After Mr. Morrison told the Rev. Richard Ramsey he had been diagnosed with cancer, Ramsey told him they wanted him to continue directing the choir at First Presbyterian Church.
“He volunteered that he wanted to keep on leading as long as he could. He died on Saturday and the previous Sunday he was directing the choir,” Ramsey said.
Mr. Morrison retired from MU 17 years ago but continued to teach part time at Stephens College. He taught this past Monday at Stephens College until noon. Tuesday he was in the hospital.
Friends and family visited Mr. Morrison in the hospital and his daughters sang songs to him.
“He wanted a happy celebration. On the morning he died he was ready to go and he wanted it to be positive," Carrie Morrison said.
The daughters also wanted it to be positive. “Although it was emotionally devastating, I think we tried hard making it gentle and good,” Morgan said.
Haley, Mr. Morrison's longtime friend, admired his dedication to Columbia and the arts.
"I find it fascinating, but the man had so much talent and he was able to fulfill his talent right here in Columbia, and he was happy to share it right here in Columbia, when he could have been in New York or gone to L.A.," Haley said.

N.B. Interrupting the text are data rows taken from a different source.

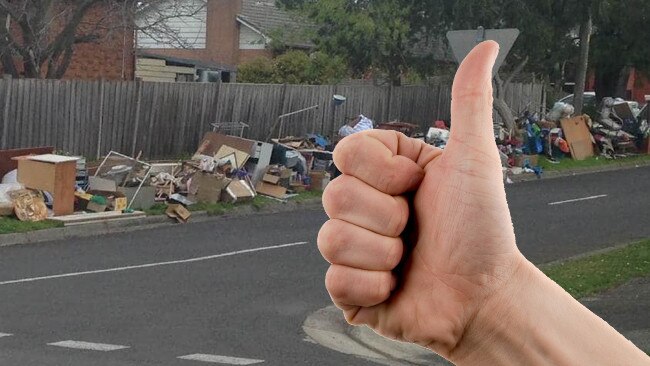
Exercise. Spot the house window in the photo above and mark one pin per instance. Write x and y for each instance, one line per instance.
(250, 40)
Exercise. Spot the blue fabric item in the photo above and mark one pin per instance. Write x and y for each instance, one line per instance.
(318, 140)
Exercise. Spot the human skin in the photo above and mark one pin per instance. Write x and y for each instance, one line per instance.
(422, 247)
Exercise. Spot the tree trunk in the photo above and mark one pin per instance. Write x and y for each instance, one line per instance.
(583, 64)
(621, 84)
(505, 113)
(608, 82)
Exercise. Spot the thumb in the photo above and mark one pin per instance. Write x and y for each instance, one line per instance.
(472, 134)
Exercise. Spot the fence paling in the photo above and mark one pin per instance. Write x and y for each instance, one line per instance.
(165, 120)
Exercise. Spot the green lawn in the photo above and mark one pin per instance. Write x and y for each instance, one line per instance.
(568, 163)
(217, 209)
(10, 225)
(587, 276)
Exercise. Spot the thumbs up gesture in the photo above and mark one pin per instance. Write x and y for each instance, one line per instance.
(427, 283)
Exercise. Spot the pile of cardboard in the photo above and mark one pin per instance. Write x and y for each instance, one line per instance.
(275, 182)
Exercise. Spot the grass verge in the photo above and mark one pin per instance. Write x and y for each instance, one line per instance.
(587, 276)
(596, 161)
(218, 209)
(10, 225)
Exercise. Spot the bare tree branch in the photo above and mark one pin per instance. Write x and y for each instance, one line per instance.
(43, 34)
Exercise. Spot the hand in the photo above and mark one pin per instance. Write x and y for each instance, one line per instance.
(458, 254)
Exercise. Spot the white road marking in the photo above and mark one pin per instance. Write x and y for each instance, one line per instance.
(88, 346)
(150, 265)
(224, 360)
(577, 200)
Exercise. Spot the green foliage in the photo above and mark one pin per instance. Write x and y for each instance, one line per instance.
(392, 36)
(364, 34)
(590, 275)
(9, 225)
(260, 70)
(294, 67)
(291, 67)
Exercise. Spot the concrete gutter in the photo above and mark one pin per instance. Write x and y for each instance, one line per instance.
(553, 174)
(328, 328)
(144, 223)
(151, 222)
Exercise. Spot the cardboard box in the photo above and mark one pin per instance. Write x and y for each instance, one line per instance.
(51, 173)
(101, 184)
(238, 191)
(319, 180)
(208, 187)
(178, 212)
(523, 160)
(271, 190)
(6, 209)
(116, 201)
(272, 179)
(93, 206)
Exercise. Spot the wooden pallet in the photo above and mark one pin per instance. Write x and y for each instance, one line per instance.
(92, 218)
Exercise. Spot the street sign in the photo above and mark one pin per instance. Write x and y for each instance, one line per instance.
(463, 41)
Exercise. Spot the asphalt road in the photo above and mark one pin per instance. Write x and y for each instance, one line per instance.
(237, 290)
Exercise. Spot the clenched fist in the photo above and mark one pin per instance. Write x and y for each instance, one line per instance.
(422, 247)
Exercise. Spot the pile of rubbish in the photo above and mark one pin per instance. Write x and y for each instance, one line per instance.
(39, 185)
(621, 129)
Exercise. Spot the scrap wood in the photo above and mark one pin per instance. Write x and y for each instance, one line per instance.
(271, 190)
(28, 205)
(226, 152)
(577, 135)
(89, 218)
(178, 212)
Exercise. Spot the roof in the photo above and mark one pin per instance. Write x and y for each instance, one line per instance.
(265, 17)
(178, 61)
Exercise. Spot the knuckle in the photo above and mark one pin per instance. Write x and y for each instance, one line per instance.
(386, 180)
(346, 151)
(397, 218)
(394, 255)
(336, 197)
(383, 288)
(330, 241)
(335, 284)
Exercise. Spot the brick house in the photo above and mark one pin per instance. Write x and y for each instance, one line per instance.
(226, 33)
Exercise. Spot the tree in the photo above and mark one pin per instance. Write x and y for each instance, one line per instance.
(619, 44)
(583, 64)
(366, 34)
(39, 36)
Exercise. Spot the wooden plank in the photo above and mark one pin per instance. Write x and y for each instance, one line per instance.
(159, 80)
(87, 218)
(155, 74)
(7, 86)
(165, 69)
(150, 61)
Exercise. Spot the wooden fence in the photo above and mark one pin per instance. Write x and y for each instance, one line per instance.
(166, 120)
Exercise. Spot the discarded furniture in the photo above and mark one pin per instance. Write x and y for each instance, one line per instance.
(51, 173)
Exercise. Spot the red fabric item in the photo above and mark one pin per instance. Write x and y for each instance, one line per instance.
(441, 125)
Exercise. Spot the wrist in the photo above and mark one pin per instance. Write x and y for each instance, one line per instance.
(498, 320)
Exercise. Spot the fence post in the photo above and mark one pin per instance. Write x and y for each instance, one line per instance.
(101, 119)
(388, 102)
(138, 100)
(5, 114)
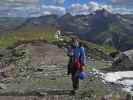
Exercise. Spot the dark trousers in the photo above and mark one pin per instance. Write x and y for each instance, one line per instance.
(75, 78)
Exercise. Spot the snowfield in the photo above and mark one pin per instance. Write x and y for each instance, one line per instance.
(124, 78)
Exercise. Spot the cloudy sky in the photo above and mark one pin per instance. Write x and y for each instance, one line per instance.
(42, 7)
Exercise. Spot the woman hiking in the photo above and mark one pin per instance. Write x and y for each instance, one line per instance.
(77, 59)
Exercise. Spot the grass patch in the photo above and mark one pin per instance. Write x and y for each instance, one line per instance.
(104, 48)
(28, 33)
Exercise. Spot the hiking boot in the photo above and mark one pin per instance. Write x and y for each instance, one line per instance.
(73, 92)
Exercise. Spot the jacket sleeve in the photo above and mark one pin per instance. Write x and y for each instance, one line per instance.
(83, 56)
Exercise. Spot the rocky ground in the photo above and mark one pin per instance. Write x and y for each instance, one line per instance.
(38, 71)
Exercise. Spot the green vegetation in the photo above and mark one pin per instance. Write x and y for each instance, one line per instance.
(104, 48)
(28, 33)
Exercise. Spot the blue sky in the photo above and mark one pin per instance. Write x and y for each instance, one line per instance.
(60, 7)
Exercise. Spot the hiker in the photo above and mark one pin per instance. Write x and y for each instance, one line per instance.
(76, 55)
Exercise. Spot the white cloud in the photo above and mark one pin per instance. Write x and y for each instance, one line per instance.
(123, 1)
(53, 10)
(123, 10)
(87, 8)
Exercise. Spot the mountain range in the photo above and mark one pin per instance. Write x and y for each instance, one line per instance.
(101, 27)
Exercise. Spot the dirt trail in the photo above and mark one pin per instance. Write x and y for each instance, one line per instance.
(38, 72)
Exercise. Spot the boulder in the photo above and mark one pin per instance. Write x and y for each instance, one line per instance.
(124, 60)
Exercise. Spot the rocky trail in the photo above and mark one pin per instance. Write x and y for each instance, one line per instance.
(39, 72)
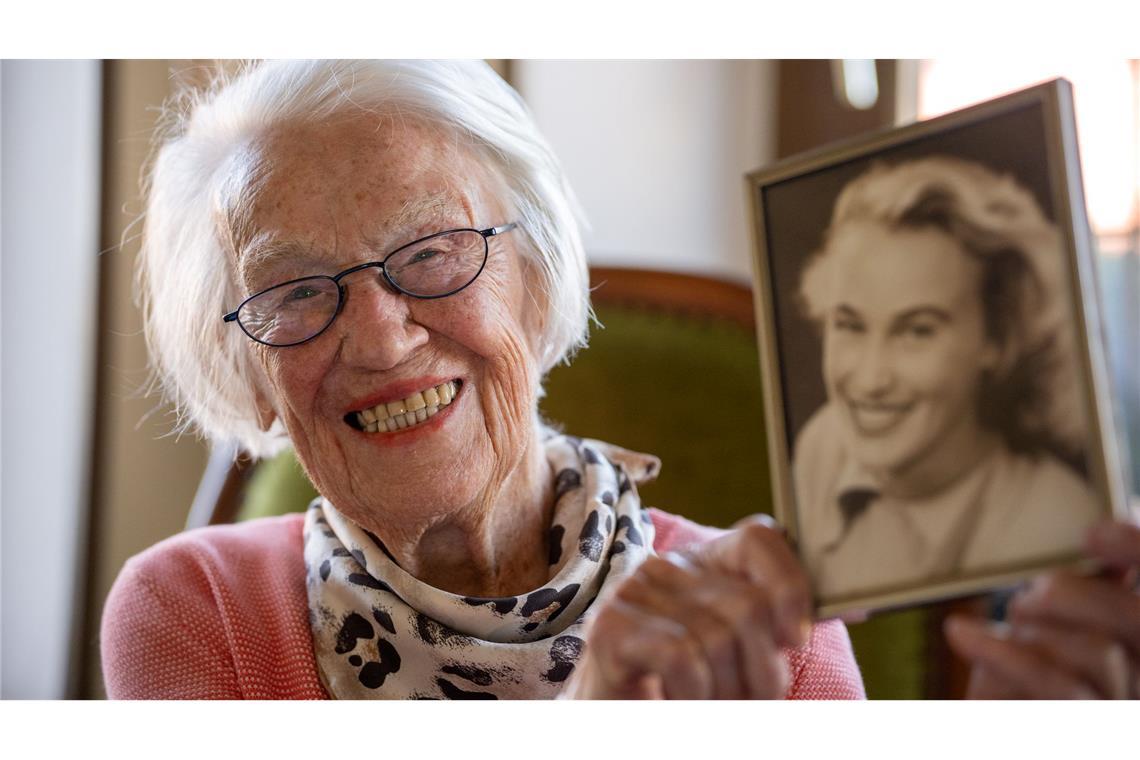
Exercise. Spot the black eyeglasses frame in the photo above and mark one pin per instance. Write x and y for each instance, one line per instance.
(488, 233)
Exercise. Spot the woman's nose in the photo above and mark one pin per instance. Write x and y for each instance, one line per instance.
(873, 373)
(375, 324)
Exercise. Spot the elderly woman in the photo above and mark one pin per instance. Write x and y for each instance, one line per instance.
(375, 263)
(951, 378)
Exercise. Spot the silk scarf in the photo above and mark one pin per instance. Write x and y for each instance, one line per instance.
(380, 632)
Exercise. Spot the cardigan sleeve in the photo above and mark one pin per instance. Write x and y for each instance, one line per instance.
(822, 669)
(160, 632)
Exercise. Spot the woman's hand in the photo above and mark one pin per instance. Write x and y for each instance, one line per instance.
(706, 623)
(1068, 636)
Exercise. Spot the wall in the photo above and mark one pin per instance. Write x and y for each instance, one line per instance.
(145, 479)
(657, 152)
(50, 147)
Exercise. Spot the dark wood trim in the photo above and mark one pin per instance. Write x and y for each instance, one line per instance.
(672, 292)
(811, 115)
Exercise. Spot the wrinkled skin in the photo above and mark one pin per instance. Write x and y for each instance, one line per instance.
(465, 505)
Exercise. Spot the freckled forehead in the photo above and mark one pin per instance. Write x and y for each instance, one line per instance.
(336, 187)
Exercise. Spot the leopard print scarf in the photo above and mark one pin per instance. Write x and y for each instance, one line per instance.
(381, 634)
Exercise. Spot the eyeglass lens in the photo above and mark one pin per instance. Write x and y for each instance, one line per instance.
(293, 312)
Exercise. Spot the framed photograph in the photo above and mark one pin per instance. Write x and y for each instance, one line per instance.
(938, 415)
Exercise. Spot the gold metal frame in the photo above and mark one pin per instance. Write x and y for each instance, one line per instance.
(1105, 465)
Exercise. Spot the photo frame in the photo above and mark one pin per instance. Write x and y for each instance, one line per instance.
(936, 393)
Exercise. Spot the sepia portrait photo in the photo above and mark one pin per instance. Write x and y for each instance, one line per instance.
(935, 401)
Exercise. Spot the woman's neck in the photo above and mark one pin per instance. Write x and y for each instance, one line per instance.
(955, 455)
(495, 546)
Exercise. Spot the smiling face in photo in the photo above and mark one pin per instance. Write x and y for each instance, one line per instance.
(341, 194)
(904, 349)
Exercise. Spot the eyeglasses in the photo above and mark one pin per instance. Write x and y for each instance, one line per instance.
(433, 267)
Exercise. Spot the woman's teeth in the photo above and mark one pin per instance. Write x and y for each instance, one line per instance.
(873, 419)
(409, 411)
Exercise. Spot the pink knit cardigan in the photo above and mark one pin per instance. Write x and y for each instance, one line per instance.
(221, 613)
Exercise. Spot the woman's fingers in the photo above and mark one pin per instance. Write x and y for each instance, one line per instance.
(757, 552)
(1093, 604)
(1015, 667)
(1116, 544)
(633, 652)
(1098, 660)
(729, 618)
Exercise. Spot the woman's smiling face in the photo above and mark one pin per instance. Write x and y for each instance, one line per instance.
(350, 191)
(904, 349)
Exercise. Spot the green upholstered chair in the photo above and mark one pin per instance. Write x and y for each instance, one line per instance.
(674, 370)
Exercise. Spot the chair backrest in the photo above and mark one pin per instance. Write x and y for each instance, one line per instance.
(674, 370)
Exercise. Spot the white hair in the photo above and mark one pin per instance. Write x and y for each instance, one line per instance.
(198, 191)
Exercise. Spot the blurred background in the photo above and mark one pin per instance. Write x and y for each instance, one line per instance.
(657, 152)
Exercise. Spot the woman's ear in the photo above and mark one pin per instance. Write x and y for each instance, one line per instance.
(266, 413)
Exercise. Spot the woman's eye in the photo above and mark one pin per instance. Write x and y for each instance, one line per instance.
(423, 255)
(847, 325)
(920, 331)
(300, 293)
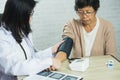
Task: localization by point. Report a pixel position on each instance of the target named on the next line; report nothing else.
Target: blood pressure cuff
(66, 46)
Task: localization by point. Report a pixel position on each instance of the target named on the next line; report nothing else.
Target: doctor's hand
(56, 46)
(56, 64)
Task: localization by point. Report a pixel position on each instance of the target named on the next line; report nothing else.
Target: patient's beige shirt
(103, 44)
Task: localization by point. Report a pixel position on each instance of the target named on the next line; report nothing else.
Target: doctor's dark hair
(16, 17)
(95, 4)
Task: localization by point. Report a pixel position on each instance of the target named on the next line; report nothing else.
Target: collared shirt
(12, 58)
(90, 37)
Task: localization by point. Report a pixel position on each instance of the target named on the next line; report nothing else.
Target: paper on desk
(36, 77)
(79, 64)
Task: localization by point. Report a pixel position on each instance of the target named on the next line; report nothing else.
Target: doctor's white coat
(12, 58)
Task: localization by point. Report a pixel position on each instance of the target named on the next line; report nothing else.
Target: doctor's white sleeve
(11, 65)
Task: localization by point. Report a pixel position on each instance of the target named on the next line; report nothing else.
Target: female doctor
(17, 54)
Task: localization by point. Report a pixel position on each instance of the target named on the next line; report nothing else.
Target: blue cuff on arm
(66, 46)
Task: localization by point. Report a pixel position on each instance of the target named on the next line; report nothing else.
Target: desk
(97, 69)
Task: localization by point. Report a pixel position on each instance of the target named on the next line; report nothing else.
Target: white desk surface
(97, 69)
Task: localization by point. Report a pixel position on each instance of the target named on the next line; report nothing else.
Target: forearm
(64, 49)
(62, 56)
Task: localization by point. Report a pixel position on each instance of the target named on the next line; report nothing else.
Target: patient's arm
(64, 49)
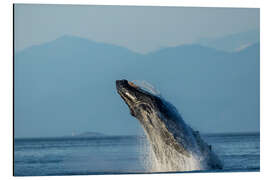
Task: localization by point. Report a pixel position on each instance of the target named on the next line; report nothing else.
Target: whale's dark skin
(165, 128)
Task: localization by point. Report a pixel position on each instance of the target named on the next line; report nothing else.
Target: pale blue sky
(68, 85)
(141, 29)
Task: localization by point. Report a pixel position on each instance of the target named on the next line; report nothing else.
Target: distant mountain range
(69, 84)
(233, 42)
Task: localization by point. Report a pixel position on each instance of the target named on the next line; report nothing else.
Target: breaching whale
(174, 145)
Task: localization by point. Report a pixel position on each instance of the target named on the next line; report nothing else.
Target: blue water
(119, 154)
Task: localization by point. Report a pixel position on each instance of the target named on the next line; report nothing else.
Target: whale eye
(132, 84)
(146, 108)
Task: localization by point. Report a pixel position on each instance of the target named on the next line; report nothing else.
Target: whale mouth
(130, 93)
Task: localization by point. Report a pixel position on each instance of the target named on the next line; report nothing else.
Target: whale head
(159, 119)
(171, 139)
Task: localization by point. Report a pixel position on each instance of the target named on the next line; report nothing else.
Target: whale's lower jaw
(174, 146)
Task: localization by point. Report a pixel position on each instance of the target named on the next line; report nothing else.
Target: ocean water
(120, 154)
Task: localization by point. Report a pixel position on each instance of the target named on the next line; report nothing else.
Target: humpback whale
(174, 145)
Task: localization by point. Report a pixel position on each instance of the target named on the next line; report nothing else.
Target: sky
(65, 96)
(141, 29)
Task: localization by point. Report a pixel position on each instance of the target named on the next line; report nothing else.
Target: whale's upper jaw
(134, 96)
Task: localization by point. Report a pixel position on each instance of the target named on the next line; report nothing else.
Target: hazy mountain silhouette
(69, 84)
(233, 42)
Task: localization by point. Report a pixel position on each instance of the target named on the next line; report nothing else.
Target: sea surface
(120, 154)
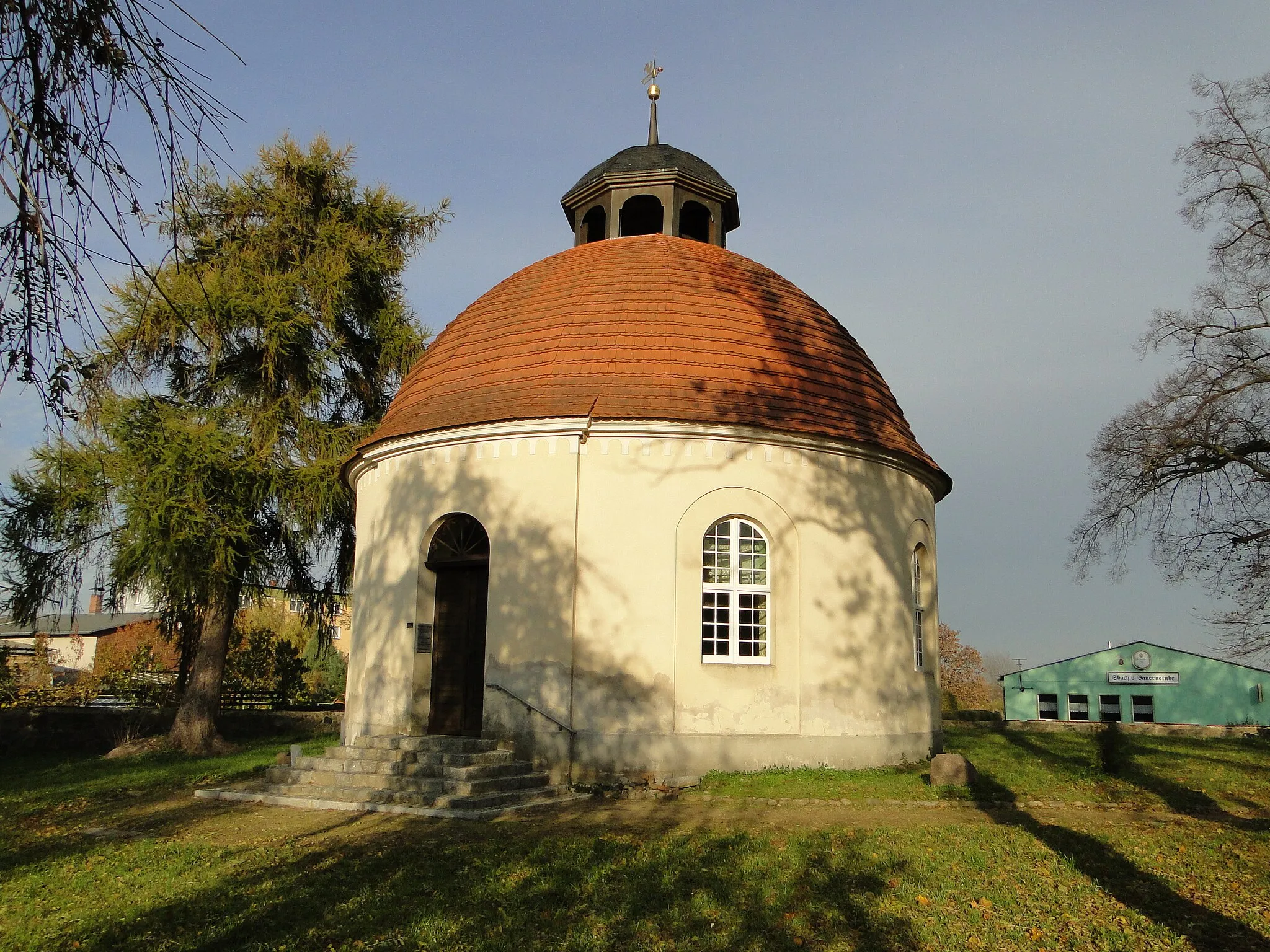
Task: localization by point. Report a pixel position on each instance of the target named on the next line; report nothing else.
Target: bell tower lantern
(652, 190)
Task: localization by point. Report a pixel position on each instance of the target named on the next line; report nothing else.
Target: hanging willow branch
(68, 70)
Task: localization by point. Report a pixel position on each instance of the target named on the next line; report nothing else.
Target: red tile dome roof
(654, 328)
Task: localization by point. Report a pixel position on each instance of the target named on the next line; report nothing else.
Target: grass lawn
(1176, 774)
(171, 873)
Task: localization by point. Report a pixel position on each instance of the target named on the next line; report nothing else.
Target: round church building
(648, 508)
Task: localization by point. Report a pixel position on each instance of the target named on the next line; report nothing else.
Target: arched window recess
(920, 596)
(735, 593)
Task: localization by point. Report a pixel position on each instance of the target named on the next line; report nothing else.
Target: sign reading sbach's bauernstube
(1142, 678)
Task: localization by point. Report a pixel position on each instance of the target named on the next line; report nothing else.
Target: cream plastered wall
(597, 530)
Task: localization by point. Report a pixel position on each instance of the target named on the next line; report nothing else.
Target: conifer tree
(230, 386)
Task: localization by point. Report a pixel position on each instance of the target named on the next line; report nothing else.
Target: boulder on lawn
(951, 771)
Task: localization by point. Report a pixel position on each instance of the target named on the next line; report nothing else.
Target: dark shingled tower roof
(654, 159)
(660, 157)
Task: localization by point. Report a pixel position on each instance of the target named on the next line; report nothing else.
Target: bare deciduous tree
(1189, 466)
(68, 70)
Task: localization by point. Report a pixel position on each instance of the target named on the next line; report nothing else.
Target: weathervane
(651, 71)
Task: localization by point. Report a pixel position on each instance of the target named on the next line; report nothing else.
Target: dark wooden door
(459, 651)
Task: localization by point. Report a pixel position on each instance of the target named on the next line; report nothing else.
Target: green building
(1140, 682)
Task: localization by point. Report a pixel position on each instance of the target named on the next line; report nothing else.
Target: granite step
(343, 764)
(355, 753)
(373, 796)
(436, 743)
(493, 800)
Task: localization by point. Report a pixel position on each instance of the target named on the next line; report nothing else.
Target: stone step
(342, 778)
(497, 785)
(370, 795)
(508, 769)
(343, 764)
(492, 800)
(415, 783)
(353, 795)
(356, 753)
(378, 742)
(488, 757)
(435, 743)
(481, 772)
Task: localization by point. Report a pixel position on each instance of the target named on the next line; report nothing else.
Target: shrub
(327, 671)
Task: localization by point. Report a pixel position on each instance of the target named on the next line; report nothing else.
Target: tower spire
(651, 71)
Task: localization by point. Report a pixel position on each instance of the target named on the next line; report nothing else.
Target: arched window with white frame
(918, 610)
(735, 593)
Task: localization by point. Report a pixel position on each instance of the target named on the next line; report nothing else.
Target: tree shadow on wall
(531, 599)
(871, 604)
(512, 886)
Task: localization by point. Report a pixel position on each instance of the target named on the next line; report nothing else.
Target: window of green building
(1143, 708)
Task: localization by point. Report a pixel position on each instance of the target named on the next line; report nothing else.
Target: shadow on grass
(50, 799)
(1121, 878)
(518, 885)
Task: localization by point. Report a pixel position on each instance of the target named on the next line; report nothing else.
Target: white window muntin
(735, 593)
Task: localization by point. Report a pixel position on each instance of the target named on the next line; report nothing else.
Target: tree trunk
(195, 728)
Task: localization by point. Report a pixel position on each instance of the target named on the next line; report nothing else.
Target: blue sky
(982, 193)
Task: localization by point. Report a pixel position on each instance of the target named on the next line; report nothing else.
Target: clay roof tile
(654, 328)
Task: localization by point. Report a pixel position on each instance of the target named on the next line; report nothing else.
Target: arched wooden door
(460, 558)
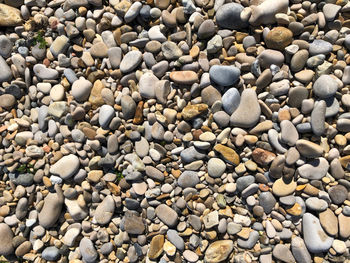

Mr. Morrison is survived by his four daughters, Stephanie Reed, Chally Morgan, Carrie Morrison and Sarah Morrison, and five grandchildren. His four siblings and an infant son, Harry S. Morrison III, preceded him in death.
Services will be held at 2 p.m. Thursday at First Presbyterian Church, 16 Hitt St.
A life celebration party will be held from 4 p.m. to 8 p.m. Thursday at Lela Raney Wood Hall at Stephens College.
Memorial contributions may be sent to the Missouri Symphony Society at 203 S. Ninth St.